From the FDA Drug Label

Increased concentrations of the incretin hormones such as glucagon-like peptide-1 (GLP-1) and glucose-dependent insulinotropic polypeptide (GIP) are released into the bloodstream from the small intestine in response to meals. These hormones cause insulin release from the pancreatic beta cells in a glucose-dependent manner but are inactivated by the DPP-4 enzyme within minutes GLP-1 also lowers glucagon secretion from pancreatic alpha cells, reducing hepatic glucose production. Saxagliptin is a competitive DPP-4 inhibitor that slows the inactivation of the incretin hormones, thereby increasing their bloodstream concentrations and reducing fasting and postprandial glucose concentrations in a glucose-dependent manner in patients with type 2 diabetes mellitus. After an oral glucose load or a meal, this DPP-4 inhibition resulted in a 2- to 3-fold increase in circulating levels of active GLP-1 and GIP, decreased glucagon concentrations, and increased glucose-dependent insulin secretion from pancreatic beta cells

The interaction between GLP-1 and DPP-4 is that DPP-4 inactivates GLP-1 within minutes. Saxagliptin, a DPP-4 inhibitor, slows the inactivation of GLP-1, increasing its bloodstream concentrations and enhancing its effects, including:

• Increasing glucose-dependent insulin secretion
• Lowering glucagon secretion
• Reducing hepatic glucose production 2

From the Research

GLP1 and DPP4 Interaction

• GLP-1 is an incretin hormone that stimulates insulin secretion, increases beta cell neogenesis, inhibits beta cell apoptosis, inhibits glucagon secretion, delays gastric emptying, and induces satiety 3.
• GLP-1 is rapidly inactivated by the dipeptidyl peptidase-4 (DPP-4) enzyme, resulting in a short circulating half-life of the active form of GLP-1 (< 2 min) 3.
• Two strategies have been employed to overcome this obstacle: using GLP-1 receptor agonists with a prolonged half-life due to reduced degradation by DPP-4, and inhibiting the enzyme DPP-4 to prolong the half-life of endogenously released active GLP-1 3, 4.

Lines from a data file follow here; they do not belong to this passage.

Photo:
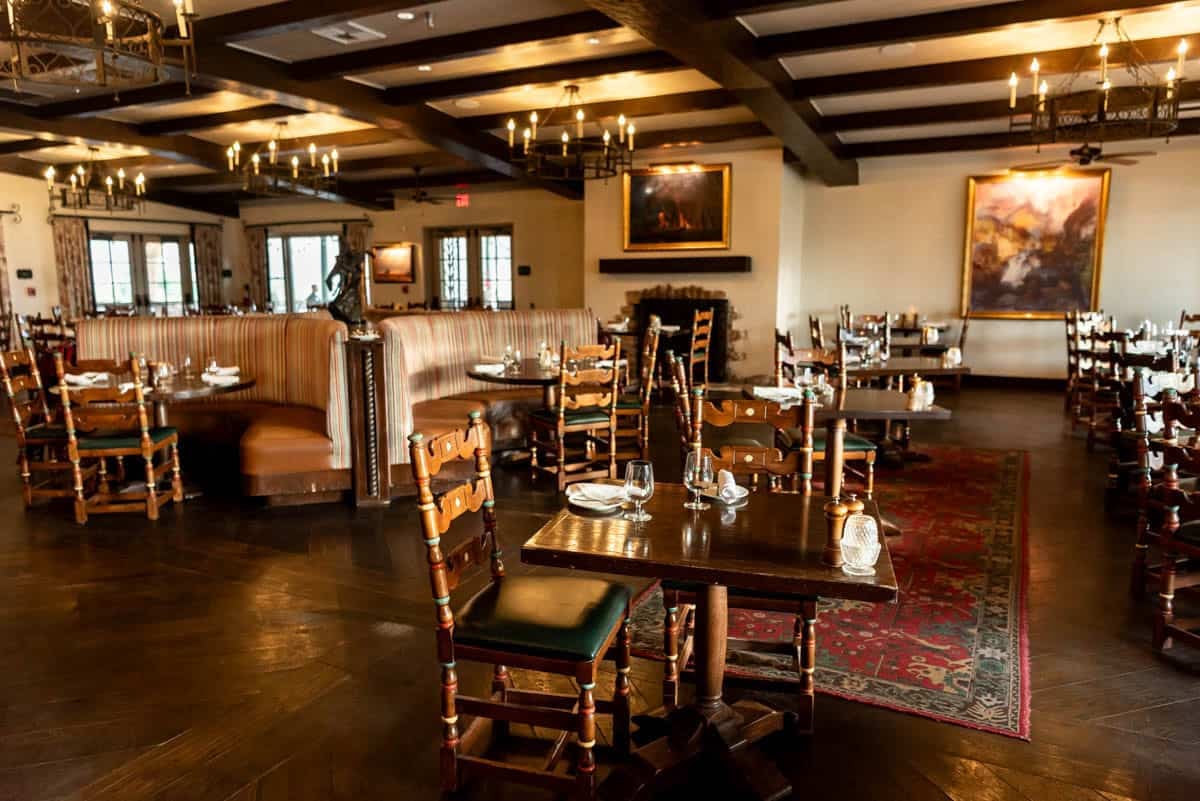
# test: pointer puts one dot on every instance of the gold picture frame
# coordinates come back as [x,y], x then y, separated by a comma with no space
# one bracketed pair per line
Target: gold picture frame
[675,208]
[1031,236]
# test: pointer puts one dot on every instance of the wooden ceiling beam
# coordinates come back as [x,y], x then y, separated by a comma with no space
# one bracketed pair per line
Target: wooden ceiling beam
[996,68]
[959,22]
[723,50]
[455,46]
[291,16]
[259,77]
[546,73]
[203,121]
[1188,127]
[635,108]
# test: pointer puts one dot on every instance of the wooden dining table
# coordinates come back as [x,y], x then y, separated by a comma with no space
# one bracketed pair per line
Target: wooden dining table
[773,544]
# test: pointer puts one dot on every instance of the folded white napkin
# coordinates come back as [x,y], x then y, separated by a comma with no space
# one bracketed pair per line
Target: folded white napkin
[496,369]
[727,488]
[85,379]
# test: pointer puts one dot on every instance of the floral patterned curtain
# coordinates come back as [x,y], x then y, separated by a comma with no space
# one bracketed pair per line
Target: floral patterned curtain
[75,265]
[355,238]
[256,259]
[208,264]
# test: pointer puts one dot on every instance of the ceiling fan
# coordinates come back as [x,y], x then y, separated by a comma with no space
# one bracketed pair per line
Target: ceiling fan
[420,194]
[1086,155]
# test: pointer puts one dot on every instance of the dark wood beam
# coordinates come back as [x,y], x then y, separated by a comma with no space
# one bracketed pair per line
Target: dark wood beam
[101,104]
[727,8]
[1188,127]
[292,16]
[547,73]
[976,70]
[202,121]
[723,50]
[959,22]
[456,46]
[25,145]
[636,108]
[975,112]
[234,70]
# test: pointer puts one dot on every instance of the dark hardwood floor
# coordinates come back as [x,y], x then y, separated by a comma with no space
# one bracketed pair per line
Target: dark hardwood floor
[235,652]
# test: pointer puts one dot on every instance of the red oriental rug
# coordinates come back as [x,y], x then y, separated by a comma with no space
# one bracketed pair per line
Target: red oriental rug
[954,645]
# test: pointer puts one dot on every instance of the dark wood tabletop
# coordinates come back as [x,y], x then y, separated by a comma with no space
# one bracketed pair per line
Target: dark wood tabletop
[772,544]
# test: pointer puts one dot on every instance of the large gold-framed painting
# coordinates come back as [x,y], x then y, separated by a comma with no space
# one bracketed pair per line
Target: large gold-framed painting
[677,208]
[1033,244]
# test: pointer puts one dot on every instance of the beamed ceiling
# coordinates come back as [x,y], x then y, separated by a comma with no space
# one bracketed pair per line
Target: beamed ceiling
[832,82]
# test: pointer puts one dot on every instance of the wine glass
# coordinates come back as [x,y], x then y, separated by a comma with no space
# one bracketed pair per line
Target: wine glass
[639,488]
[697,475]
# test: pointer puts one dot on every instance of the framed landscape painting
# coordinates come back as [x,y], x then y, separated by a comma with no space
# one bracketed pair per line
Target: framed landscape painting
[677,208]
[1033,244]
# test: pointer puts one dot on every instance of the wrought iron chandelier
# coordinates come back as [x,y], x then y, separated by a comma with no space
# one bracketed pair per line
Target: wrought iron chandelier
[87,187]
[1087,106]
[569,157]
[264,173]
[93,43]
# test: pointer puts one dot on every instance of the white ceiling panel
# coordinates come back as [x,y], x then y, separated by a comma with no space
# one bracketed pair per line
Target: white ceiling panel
[449,17]
[1181,18]
[213,103]
[844,12]
[621,41]
[622,85]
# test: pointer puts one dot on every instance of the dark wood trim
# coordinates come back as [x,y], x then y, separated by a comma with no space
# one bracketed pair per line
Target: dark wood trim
[202,121]
[456,46]
[546,73]
[972,71]
[677,264]
[637,108]
[720,49]
[292,16]
[959,22]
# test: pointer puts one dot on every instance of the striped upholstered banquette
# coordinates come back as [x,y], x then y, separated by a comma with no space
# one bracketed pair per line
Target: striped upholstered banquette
[298,363]
[427,355]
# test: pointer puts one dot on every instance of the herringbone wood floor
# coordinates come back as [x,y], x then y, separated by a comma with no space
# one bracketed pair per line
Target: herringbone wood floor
[232,652]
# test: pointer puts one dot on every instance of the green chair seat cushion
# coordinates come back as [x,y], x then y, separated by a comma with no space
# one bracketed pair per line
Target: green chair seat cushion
[102,441]
[555,616]
[851,444]
[573,416]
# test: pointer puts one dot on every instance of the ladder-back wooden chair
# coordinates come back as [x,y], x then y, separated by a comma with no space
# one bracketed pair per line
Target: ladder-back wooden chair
[561,624]
[577,440]
[114,422]
[634,410]
[42,459]
[701,343]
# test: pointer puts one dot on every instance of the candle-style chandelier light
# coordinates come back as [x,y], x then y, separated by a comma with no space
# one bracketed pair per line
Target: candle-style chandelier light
[93,43]
[89,186]
[1096,103]
[269,172]
[573,155]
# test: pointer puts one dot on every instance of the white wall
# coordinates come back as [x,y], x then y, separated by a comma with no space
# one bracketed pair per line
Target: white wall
[547,235]
[895,241]
[755,222]
[29,244]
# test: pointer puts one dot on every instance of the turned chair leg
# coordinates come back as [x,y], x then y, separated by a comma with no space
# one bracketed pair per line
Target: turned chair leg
[586,760]
[621,712]
[671,650]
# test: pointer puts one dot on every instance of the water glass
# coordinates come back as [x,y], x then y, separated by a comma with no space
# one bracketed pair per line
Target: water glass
[639,488]
[697,476]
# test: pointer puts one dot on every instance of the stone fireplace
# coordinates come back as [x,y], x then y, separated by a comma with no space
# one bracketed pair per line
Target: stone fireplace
[676,306]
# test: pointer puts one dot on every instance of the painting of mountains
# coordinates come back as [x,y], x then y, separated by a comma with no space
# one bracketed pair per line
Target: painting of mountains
[1035,242]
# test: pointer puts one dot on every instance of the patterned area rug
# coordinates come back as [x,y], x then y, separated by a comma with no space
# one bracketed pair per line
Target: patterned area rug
[954,646]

DPP4 Inhibition and GLP1 Levels

• DPP-4 inhibition increases levels of active GLP-1, which enhances insulin secretion and diminishes glucagon secretion, reducing glucose concentrations in blood 4.
• GLP-1 analogues, such as exenatide and liraglutide, have been shown to reduce HbA1c levels and weight in type 2 diabetic patients when combined with insulin 5.
• DPP-4 inhibitors, such as sitagliptin, saxagliptin, and vildagliptin, have also been shown to reduce HbA1c levels and have no significant effect on weight 5.

Association between GLP1 and DPP4

• Studies have found a significant positive correlation between GLP-1 and DPP-4 levels in newly diagnosed type 2 diabetic patients and controls 6.
• GLP-1 levels were found to be significantly higher in controls than in impaired glucose tolerant and newly diagnosed type 2 diabetic patients, while DPP-4 concentrations were significantly lower in newly diagnosed type 2 diabetic patients compared to controls and impaired glucose tolerant patients 6.